In August 2012, we’ll be bringing the Jazz Workshop model to Guelph. This group will bring together musicians of all ages and levels of experience: local and international professionals will play side by side with high school students, university students, and members of the community. Together, we’ll explore new and innovative approaches to creating jazz music, exploring the inner traditions and the outer limits of the idiom: we’ll compose, we’ll arrange, we’ll, we’ll rehearse, we’ll perform, and we’ll improvise.

We’ll also be asking some big questions about the use and value of improvisation in teaching and learning music. We’ll be contributing to the improvisation and pedagogy section of the Improvisation, Community, and Social Practice research project.
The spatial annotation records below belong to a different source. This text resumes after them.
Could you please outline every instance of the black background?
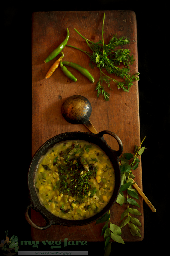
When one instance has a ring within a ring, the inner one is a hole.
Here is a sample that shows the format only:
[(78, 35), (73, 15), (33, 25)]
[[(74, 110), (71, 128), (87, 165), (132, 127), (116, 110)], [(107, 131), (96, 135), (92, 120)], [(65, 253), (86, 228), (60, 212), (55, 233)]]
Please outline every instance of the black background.
[[(144, 202), (143, 240), (127, 242), (125, 245), (114, 242), (111, 255), (115, 250), (117, 253), (152, 254), (159, 247), (165, 250), (169, 229), (169, 14), (164, 1), (151, 2), (155, 3), (91, 0), (82, 3), (64, 1), (5, 3), (1, 11), (0, 240), (5, 239), (8, 230), (9, 236), (14, 234), (19, 240), (31, 240), (30, 227), (24, 212), (27, 205), (27, 172), (31, 160), (32, 13), (40, 11), (132, 10), (137, 21), (141, 140), (146, 136), (142, 157), (143, 191), (157, 211), (152, 212)], [(91, 255), (94, 249), (95, 254), (104, 255), (104, 244), (88, 244), (85, 246), (67, 246), (66, 250), (88, 250)], [(61, 250), (65, 249), (62, 247)], [(21, 249), (31, 248), (23, 246)], [(39, 249), (44, 247), (39, 246)]]

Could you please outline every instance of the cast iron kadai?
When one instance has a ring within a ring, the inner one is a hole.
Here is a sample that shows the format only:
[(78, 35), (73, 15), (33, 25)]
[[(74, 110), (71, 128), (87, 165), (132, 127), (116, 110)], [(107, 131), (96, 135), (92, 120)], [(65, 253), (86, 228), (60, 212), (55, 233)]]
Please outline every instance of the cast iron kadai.
[[(103, 137), (104, 134), (109, 134), (114, 137), (117, 142), (119, 149), (116, 151), (112, 149), (107, 144)], [(35, 174), (38, 165), (43, 156), (51, 148), (59, 142), (68, 140), (80, 140), (91, 142), (97, 145), (104, 151), (112, 162), (114, 169), (115, 184), (113, 194), (106, 206), (100, 212), (88, 219), (78, 220), (71, 220), (60, 218), (51, 213), (40, 203), (36, 192), (35, 183)], [(118, 136), (109, 131), (103, 131), (96, 134), (73, 132), (65, 132), (57, 135), (45, 142), (38, 150), (32, 160), (30, 166), (28, 175), (28, 183), (30, 203), (27, 207), (25, 215), (28, 223), (32, 227), (38, 229), (42, 230), (47, 228), (51, 225), (62, 225), (67, 226), (74, 226), (86, 225), (96, 221), (107, 212), (116, 200), (121, 185), (121, 174), (119, 164), (119, 156), (123, 150), (122, 143)], [(30, 207), (40, 212), (44, 216), (46, 224), (42, 227), (34, 223), (30, 218), (28, 210)]]

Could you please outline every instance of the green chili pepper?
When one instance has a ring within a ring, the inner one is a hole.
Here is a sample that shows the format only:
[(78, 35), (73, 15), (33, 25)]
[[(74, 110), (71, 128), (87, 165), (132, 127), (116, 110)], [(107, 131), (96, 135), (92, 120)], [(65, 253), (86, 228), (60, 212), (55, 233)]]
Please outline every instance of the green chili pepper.
[(88, 78), (90, 82), (92, 83), (94, 83), (95, 79), (89, 72), (84, 68), (83, 68), (82, 67), (80, 66), (80, 65), (76, 64), (75, 63), (73, 63), (73, 62), (68, 61), (63, 61), (63, 64), (64, 65), (67, 65), (78, 70)]
[(71, 79), (72, 81), (74, 81), (75, 82), (77, 81), (77, 78), (72, 74), (69, 70), (68, 70), (65, 66), (63, 65), (62, 61), (60, 62), (60, 65), (61, 68), (61, 70), (63, 73), (65, 74), (66, 76), (67, 76), (68, 78), (69, 78), (70, 79)]
[(56, 56), (60, 52), (68, 42), (69, 36), (70, 32), (69, 32), (68, 28), (67, 28), (66, 37), (64, 41), (62, 42), (55, 50), (54, 50), (48, 57), (46, 59), (44, 60), (45, 63), (47, 63), (47, 62), (49, 62), (50, 60), (53, 60), (53, 59), (56, 57)]

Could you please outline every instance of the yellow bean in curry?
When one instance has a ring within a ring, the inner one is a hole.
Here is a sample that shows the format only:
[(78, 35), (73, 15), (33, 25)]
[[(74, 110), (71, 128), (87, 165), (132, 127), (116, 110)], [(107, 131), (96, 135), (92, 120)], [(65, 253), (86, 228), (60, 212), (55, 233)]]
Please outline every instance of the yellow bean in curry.
[(41, 204), (54, 215), (77, 220), (100, 212), (113, 194), (111, 163), (97, 146), (68, 140), (57, 144), (43, 157), (35, 177)]

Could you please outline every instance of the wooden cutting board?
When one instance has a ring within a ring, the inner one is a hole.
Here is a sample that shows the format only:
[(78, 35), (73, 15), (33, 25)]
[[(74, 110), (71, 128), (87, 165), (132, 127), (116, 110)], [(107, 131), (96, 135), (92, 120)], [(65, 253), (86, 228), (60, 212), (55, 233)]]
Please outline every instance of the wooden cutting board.
[[(74, 31), (76, 28), (85, 37), (97, 42), (102, 39), (102, 26), (104, 11), (39, 12), (34, 13), (32, 18), (32, 155), (33, 156), (44, 142), (55, 135), (70, 131), (89, 132), (83, 124), (73, 124), (63, 118), (61, 109), (62, 103), (68, 97), (80, 95), (87, 98), (92, 106), (90, 120), (98, 132), (109, 130), (116, 133), (122, 140), (123, 153), (133, 152), (135, 145), (140, 143), (138, 83), (136, 81), (127, 93), (113, 82), (109, 102), (103, 100), (102, 96), (97, 97), (95, 84), (91, 83), (78, 71), (68, 67), (77, 78), (74, 82), (69, 80), (59, 66), (48, 79), (45, 76), (56, 58), (47, 63), (44, 60), (65, 38), (67, 28), (70, 31), (68, 44), (89, 51), (85, 41)], [(108, 44), (113, 34), (124, 36), (130, 39), (124, 48), (129, 49), (136, 61), (131, 66), (132, 73), (138, 72), (136, 20), (134, 12), (131, 11), (106, 11), (104, 24), (104, 41)], [(83, 52), (66, 46), (63, 52), (63, 61), (76, 63), (82, 66), (92, 74), (97, 82), (99, 71), (97, 68), (89, 67), (89, 59)], [(59, 55), (59, 56), (60, 55)], [(112, 75), (112, 77), (114, 77)], [(108, 145), (117, 150), (118, 144), (113, 137), (104, 136)], [(133, 173), (134, 180), (142, 189), (141, 165)], [(139, 195), (138, 201), (142, 215), (138, 219), (142, 223), (142, 237), (132, 236), (126, 225), (122, 229), (122, 237), (124, 241), (140, 241), (144, 236), (143, 199)], [(111, 220), (119, 225), (121, 214), (126, 208), (125, 204), (121, 207), (117, 203), (112, 208)], [(32, 210), (31, 219), (39, 226), (46, 224), (41, 214)], [(70, 240), (87, 241), (104, 241), (100, 237), (103, 224), (95, 223), (78, 227), (52, 225), (46, 230), (40, 231), (31, 228), (34, 241), (47, 239), (63, 241), (66, 237)]]

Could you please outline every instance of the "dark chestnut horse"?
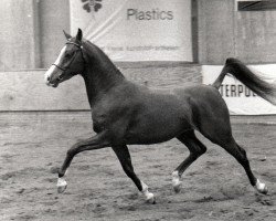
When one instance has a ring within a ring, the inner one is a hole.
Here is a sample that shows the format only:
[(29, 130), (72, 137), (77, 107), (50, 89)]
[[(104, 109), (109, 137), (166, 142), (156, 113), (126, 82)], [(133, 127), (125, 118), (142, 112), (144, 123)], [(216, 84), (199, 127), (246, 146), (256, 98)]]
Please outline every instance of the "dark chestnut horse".
[(45, 73), (45, 81), (56, 87), (76, 74), (83, 76), (96, 136), (68, 149), (59, 170), (59, 192), (66, 189), (64, 175), (78, 152), (112, 147), (126, 175), (146, 196), (146, 200), (153, 203), (155, 197), (148, 186), (135, 173), (127, 145), (157, 144), (174, 137), (190, 150), (190, 155), (172, 172), (172, 186), (178, 192), (184, 170), (206, 151), (194, 130), (231, 154), (245, 169), (251, 185), (258, 192), (267, 192), (265, 183), (253, 175), (245, 150), (232, 136), (229, 109), (217, 88), (226, 73), (231, 73), (253, 92), (275, 104), (275, 87), (258, 78), (240, 61), (227, 59), (212, 85), (189, 84), (169, 94), (156, 93), (127, 81), (99, 48), (83, 40), (82, 30), (78, 29), (75, 38), (64, 34), (67, 42)]

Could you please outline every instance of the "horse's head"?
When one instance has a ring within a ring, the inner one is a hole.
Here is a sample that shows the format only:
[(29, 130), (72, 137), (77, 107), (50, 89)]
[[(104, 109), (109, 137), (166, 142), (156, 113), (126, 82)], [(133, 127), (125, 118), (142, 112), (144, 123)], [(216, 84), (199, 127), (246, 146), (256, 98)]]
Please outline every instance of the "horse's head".
[(78, 29), (75, 38), (64, 32), (67, 39), (56, 61), (45, 73), (45, 82), (49, 86), (56, 87), (76, 74), (81, 74), (85, 69), (85, 60), (82, 46), (82, 30)]

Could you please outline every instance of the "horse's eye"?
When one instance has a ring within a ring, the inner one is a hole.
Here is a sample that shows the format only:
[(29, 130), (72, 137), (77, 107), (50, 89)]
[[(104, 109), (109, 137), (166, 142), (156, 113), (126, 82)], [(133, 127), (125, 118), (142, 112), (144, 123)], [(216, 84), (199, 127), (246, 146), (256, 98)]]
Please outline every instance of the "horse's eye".
[(70, 59), (72, 56), (72, 53), (66, 53), (65, 59)]

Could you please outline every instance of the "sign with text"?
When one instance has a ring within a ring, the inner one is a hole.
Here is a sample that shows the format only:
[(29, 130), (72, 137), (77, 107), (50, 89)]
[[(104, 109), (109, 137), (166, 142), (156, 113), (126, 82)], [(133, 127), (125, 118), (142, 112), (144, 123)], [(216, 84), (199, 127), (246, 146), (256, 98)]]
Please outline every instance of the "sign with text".
[(71, 0), (71, 33), (114, 61), (192, 62), (191, 0)]
[[(223, 66), (203, 65), (203, 84), (212, 84)], [(268, 83), (276, 84), (276, 64), (248, 65), (248, 67)], [(220, 93), (231, 114), (270, 115), (276, 114), (276, 106), (254, 94), (248, 87), (232, 76), (225, 76)]]

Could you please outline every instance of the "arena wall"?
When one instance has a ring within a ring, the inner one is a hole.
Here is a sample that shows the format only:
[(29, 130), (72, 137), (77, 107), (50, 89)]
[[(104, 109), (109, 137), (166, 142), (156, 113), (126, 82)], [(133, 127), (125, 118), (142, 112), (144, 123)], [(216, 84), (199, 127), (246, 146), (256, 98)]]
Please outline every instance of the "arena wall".
[[(180, 63), (118, 64), (124, 75), (150, 88), (173, 88), (185, 82), (201, 83), (201, 66)], [(0, 72), (0, 112), (89, 109), (81, 76), (57, 88), (44, 83), (45, 70)]]

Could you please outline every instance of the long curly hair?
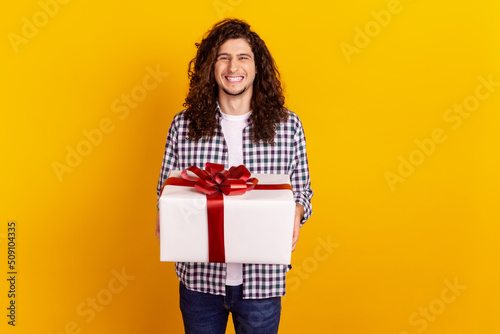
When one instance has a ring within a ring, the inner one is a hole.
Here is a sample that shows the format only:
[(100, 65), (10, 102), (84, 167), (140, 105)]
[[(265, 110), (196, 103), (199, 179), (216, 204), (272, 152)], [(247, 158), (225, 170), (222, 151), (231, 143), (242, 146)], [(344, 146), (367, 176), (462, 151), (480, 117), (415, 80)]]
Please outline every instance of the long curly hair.
[(237, 38), (248, 42), (255, 57), (257, 74), (253, 82), (249, 118), (252, 141), (274, 144), (278, 124), (288, 118), (280, 74), (266, 44), (245, 21), (225, 19), (216, 23), (201, 43), (195, 44), (198, 51), (189, 62), (189, 93), (183, 104), (186, 107), (184, 116), (190, 121), (189, 140), (211, 138), (216, 133), (218, 85), (214, 65), (217, 51), (226, 40)]

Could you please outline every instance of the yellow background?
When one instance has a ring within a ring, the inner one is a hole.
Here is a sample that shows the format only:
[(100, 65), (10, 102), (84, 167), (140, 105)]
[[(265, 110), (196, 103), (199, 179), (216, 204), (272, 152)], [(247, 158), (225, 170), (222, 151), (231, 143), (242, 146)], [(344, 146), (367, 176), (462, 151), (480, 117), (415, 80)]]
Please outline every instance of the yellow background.
[[(51, 8), (46, 21), (35, 0), (4, 2), (0, 14), (2, 332), (182, 332), (173, 264), (160, 263), (154, 235), (156, 182), (194, 43), (224, 16), (247, 20), (266, 41), (306, 130), (314, 214), (293, 253), (280, 332), (500, 332), (500, 87), (456, 129), (443, 118), (472, 101), (478, 77), (500, 81), (498, 2)], [(397, 11), (390, 22), (376, 23), (372, 11), (388, 8)], [(40, 27), (13, 46), (23, 18)], [(366, 28), (369, 40), (355, 40)], [(341, 45), (356, 41), (363, 47), (346, 57)], [(148, 66), (169, 74), (128, 115), (113, 112), (122, 94), (139, 92)], [(82, 131), (106, 119), (112, 130), (59, 180), (54, 162), (65, 164), (67, 147), (84, 145)], [(400, 156), (409, 159), (415, 140), (437, 128), (446, 140), (391, 188), (386, 172), (398, 173)], [(15, 328), (6, 317), (9, 221), (17, 223)], [(120, 285), (113, 272), (122, 270)], [(106, 305), (91, 317), (92, 300)], [(429, 308), (428, 318), (419, 314)]]

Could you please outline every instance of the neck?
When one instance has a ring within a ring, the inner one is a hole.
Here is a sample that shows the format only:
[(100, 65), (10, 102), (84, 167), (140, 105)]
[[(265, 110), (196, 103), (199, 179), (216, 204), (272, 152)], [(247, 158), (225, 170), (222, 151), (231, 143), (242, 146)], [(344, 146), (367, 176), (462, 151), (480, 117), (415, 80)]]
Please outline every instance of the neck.
[(220, 110), (227, 115), (244, 115), (250, 111), (251, 99), (252, 95), (249, 94), (232, 96), (224, 92), (219, 92), (219, 107)]

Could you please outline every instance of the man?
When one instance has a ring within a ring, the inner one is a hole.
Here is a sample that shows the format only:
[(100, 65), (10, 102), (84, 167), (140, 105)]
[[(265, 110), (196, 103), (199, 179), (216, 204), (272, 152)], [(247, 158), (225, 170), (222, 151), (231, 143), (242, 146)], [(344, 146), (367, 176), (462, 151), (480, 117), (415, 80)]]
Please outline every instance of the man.
[[(292, 250), (312, 213), (302, 124), (284, 107), (279, 72), (264, 41), (241, 20), (214, 25), (189, 64), (190, 88), (170, 126), (158, 197), (171, 170), (206, 162), (251, 173), (289, 174), (296, 202)], [(159, 238), (158, 218), (156, 235)], [(176, 263), (186, 333), (277, 333), (286, 265)]]

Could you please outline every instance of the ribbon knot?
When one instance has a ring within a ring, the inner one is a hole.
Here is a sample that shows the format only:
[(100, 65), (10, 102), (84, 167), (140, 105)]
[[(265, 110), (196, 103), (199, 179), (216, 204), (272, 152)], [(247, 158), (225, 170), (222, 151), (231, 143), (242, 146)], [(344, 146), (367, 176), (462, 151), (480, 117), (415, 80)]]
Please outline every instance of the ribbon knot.
[[(194, 173), (197, 177), (188, 174)], [(205, 195), (223, 193), (224, 195), (242, 195), (255, 188), (259, 182), (245, 166), (231, 167), (225, 170), (223, 165), (206, 163), (205, 170), (196, 166), (188, 167), (181, 172), (186, 181), (195, 182), (194, 188)]]

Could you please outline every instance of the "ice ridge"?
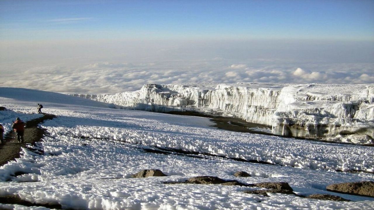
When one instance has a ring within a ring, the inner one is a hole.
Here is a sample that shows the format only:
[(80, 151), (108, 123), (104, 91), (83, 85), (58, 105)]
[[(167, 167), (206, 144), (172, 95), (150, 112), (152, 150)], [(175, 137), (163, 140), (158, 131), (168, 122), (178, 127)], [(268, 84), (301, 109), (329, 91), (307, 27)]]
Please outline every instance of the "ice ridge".
[(132, 92), (74, 95), (137, 110), (236, 117), (282, 136), (374, 143), (374, 84), (147, 84)]

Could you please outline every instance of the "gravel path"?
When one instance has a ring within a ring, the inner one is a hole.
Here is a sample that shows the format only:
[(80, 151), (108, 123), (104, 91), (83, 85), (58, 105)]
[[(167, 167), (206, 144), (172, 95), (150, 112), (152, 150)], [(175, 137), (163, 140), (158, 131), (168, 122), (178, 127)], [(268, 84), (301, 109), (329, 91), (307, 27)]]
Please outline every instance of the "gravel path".
[(43, 114), (43, 117), (26, 122), (23, 143), (18, 142), (17, 137), (13, 131), (4, 135), (4, 142), (0, 145), (0, 166), (19, 157), (21, 147), (26, 147), (27, 143), (34, 144), (42, 140), (45, 130), (38, 127), (38, 125), (44, 120), (52, 120), (56, 117), (53, 115)]

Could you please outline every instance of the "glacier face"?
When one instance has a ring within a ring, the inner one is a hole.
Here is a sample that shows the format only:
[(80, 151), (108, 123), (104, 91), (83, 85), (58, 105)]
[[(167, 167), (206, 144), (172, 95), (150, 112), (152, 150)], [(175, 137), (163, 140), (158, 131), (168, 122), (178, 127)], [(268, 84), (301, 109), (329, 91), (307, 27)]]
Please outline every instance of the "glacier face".
[(133, 92), (74, 95), (138, 110), (236, 117), (280, 135), (374, 143), (374, 84), (147, 84)]

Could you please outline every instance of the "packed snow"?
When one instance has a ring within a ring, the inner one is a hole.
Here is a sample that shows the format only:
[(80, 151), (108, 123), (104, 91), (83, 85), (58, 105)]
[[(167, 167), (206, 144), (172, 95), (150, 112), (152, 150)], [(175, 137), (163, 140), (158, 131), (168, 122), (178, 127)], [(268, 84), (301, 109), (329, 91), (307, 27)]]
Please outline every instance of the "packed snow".
[(133, 92), (73, 95), (138, 110), (234, 117), (281, 136), (374, 144), (373, 84), (148, 84)]
[[(73, 209), (374, 209), (374, 198), (325, 189), (334, 183), (374, 180), (374, 147), (236, 132), (215, 128), (206, 118), (114, 109), (67, 95), (56, 101), (61, 96), (55, 94), (0, 88), (0, 106), (8, 109), (0, 111), (0, 123), (7, 132), (17, 117), (40, 117), (34, 113), (41, 101), (43, 112), (57, 116), (41, 125), (48, 133), (42, 141), (0, 167), (0, 196)], [(131, 178), (145, 169), (168, 176)], [(252, 176), (234, 176), (237, 171)], [(248, 183), (286, 182), (298, 195), (330, 194), (354, 202), (243, 192), (258, 189), (250, 187), (163, 183), (203, 175)], [(0, 209), (25, 208), (0, 204)]]

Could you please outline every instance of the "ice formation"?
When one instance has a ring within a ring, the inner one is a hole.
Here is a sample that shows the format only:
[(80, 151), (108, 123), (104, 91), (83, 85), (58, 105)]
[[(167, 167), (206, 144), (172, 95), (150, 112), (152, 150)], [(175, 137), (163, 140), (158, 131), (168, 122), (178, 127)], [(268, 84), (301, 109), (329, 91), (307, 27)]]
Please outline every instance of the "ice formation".
[(282, 136), (374, 143), (374, 84), (147, 84), (133, 92), (74, 95), (138, 110), (236, 117)]

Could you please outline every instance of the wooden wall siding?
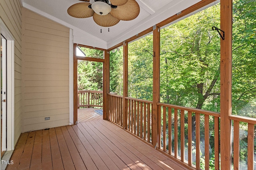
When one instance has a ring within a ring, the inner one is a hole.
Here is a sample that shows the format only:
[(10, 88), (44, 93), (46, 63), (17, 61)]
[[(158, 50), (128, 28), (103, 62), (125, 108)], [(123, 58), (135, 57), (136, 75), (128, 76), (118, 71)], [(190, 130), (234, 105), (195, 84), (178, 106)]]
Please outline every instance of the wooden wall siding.
[(68, 125), (69, 29), (24, 8), (22, 14), (23, 131)]
[(0, 1), (0, 18), (14, 38), (14, 144), (22, 127), (21, 65), (22, 14), (19, 0)]

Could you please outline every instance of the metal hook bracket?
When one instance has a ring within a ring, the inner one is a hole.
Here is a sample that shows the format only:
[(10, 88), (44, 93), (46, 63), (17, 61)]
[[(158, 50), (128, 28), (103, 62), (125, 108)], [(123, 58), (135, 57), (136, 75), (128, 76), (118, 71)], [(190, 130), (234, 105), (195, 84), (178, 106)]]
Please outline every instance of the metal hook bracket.
[[(222, 30), (220, 29), (219, 29), (218, 28), (217, 28), (216, 27), (214, 27), (214, 26), (212, 27), (212, 30), (213, 30), (213, 31), (216, 30), (218, 31), (218, 33), (220, 35), (220, 36), (221, 38), (222, 39), (222, 40), (224, 40), (224, 39), (225, 39), (225, 32), (224, 32)], [(220, 33), (220, 31), (221, 31), (221, 32), (222, 32), (222, 33), (223, 34), (223, 36), (222, 36), (222, 35), (221, 35), (221, 33)]]
[[(155, 57), (155, 52), (154, 51), (149, 51), (147, 50), (142, 50), (142, 52), (147, 52), (148, 53), (149, 53), (151, 54), (152, 56)], [(150, 52), (153, 53), (153, 54), (151, 54), (151, 53), (150, 53)]]

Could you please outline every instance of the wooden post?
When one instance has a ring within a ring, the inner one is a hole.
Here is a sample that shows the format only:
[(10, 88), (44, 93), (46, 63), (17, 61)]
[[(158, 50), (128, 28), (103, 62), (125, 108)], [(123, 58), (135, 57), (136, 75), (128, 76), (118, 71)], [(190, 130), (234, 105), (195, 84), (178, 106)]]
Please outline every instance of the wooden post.
[(104, 50), (103, 63), (103, 119), (108, 119), (108, 94), (109, 93), (109, 51)]
[(156, 146), (158, 141), (158, 119), (159, 116), (156, 104), (160, 100), (160, 27), (156, 27), (153, 30), (153, 51), (155, 52), (155, 57), (153, 57), (152, 144), (153, 146)]
[(74, 44), (73, 47), (73, 96), (74, 96), (74, 124), (77, 123), (77, 59), (76, 58), (77, 44)]
[(220, 158), (221, 169), (231, 169), (232, 0), (220, 0)]
[(128, 118), (128, 100), (125, 98), (128, 96), (128, 43), (124, 42), (123, 49), (123, 126), (127, 129), (127, 119)]

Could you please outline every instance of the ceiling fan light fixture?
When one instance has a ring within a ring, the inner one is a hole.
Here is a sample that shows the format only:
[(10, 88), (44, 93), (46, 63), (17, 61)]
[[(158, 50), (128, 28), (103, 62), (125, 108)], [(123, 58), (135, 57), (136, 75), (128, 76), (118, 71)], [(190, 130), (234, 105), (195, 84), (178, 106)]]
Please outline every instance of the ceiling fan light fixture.
[(96, 1), (93, 3), (92, 8), (96, 14), (100, 16), (106, 15), (111, 11), (110, 6), (101, 1)]

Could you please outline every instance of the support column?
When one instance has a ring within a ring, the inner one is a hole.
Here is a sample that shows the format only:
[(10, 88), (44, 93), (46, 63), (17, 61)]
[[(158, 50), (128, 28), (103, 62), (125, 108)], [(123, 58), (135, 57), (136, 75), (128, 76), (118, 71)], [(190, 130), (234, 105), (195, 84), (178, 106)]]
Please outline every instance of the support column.
[(108, 94), (109, 93), (109, 51), (104, 51), (103, 63), (103, 119), (108, 119)]
[(231, 169), (232, 0), (220, 0), (220, 158), (222, 169)]
[(74, 96), (74, 124), (77, 123), (77, 59), (76, 58), (77, 44), (74, 44), (73, 47), (74, 53), (73, 76)]
[(160, 100), (160, 27), (158, 27), (153, 30), (153, 51), (155, 52), (155, 57), (153, 57), (152, 144), (155, 146), (158, 141), (159, 117), (156, 104)]
[(124, 42), (123, 49), (123, 127), (127, 129), (128, 100), (125, 98), (128, 96), (128, 43)]

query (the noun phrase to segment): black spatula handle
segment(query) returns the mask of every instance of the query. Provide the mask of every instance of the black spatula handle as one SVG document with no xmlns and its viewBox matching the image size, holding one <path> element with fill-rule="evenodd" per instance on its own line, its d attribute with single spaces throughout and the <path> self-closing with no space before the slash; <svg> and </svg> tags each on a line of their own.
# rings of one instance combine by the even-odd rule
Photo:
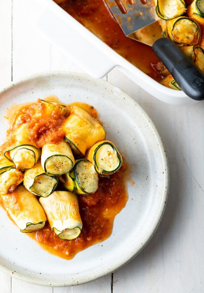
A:
<svg viewBox="0 0 204 293">
<path fill-rule="evenodd" d="M 178 46 L 170 39 L 161 38 L 152 48 L 183 91 L 194 100 L 204 100 L 204 74 Z"/>
</svg>

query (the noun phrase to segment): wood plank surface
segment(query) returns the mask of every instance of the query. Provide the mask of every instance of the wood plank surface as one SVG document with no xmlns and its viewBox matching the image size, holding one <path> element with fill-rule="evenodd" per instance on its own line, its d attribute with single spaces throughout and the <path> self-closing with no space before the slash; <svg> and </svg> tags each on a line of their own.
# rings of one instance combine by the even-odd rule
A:
<svg viewBox="0 0 204 293">
<path fill-rule="evenodd" d="M 34 29 L 39 4 L 0 0 L 0 8 L 1 89 L 12 79 L 43 71 L 84 73 Z M 166 148 L 170 177 L 167 204 L 158 229 L 137 256 L 114 273 L 113 292 L 203 293 L 204 103 L 176 107 L 160 102 L 117 69 L 105 78 L 134 99 L 154 122 Z M 111 279 L 108 275 L 84 285 L 52 288 L 0 272 L 0 292 L 111 293 Z"/>
</svg>

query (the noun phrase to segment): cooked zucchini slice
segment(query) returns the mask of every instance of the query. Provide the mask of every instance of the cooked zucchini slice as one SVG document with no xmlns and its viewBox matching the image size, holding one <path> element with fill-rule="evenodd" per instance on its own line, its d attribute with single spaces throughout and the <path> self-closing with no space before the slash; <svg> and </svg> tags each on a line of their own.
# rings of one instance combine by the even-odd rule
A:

In this context, we’ll be examining how improvisation impacts how we listen to and think about music, we’ll talk about how process-oriented improvisation relates to other kinds of music-making at school, at home, and in the community, and we’ll brainstorm ways to more effectively integrate improvisation into general music curricula in high schools and universities.

The Guelph Jazz Workshop will run for two weeks, from August 20 to 31, at the University of Guelph campus. During that time we will have daily sessions dedicated to creating and rehearsing music. Each day of the first week (August 20-24, 1-4pm) will focus on a different framework for music making: “thriving from a riff” (riff-based ensemble improvisation), composition, sound painting, conduction, graphic scores, and free playing. During the second week (August 27-31, 7-9pm), we’ll rehearse the music we developed in the first week. After a final rehearsal at 7-9pm on Friday, September 7, the Workshop will culminate in a performance at the Guelph Jazz Festival on Saturday, September 8 at the main tent.

Directed by Improvisation, Community, and Social Practice Postdoctoral Fellow Mark Laver, the Workshop will feature appearances by some of the leading jazz musicians and improvisers in North America: Scott Thomson (ICASP Improviser-in-Residence), Susanna Hood (ICASP Improviser-in-Residence) Joe Sorbara (director, University of Guelph Contemporary Music Ensemble), Brent Rowan (director, Guelph Youth Jazz Ensemble), Daniel Kruger (ICASP Research Assistant), and some other faculty of the 2012 ICASP Summer Institute.

The fee for Workshop registration is $75. Registration will be open until Friday, August 10, 2012, but space is limited, so get your name in early! For more information or to register, please contact Mark Laver at improv@uoguelph.ca. Click here to download the registration form.

Improvisation implies a deep connection between the personal and the communal, self and world. A “good” improviser successfully navigates musical and institutional boundaries and the desire for self-expression, pleasing not only herself but the listener as well.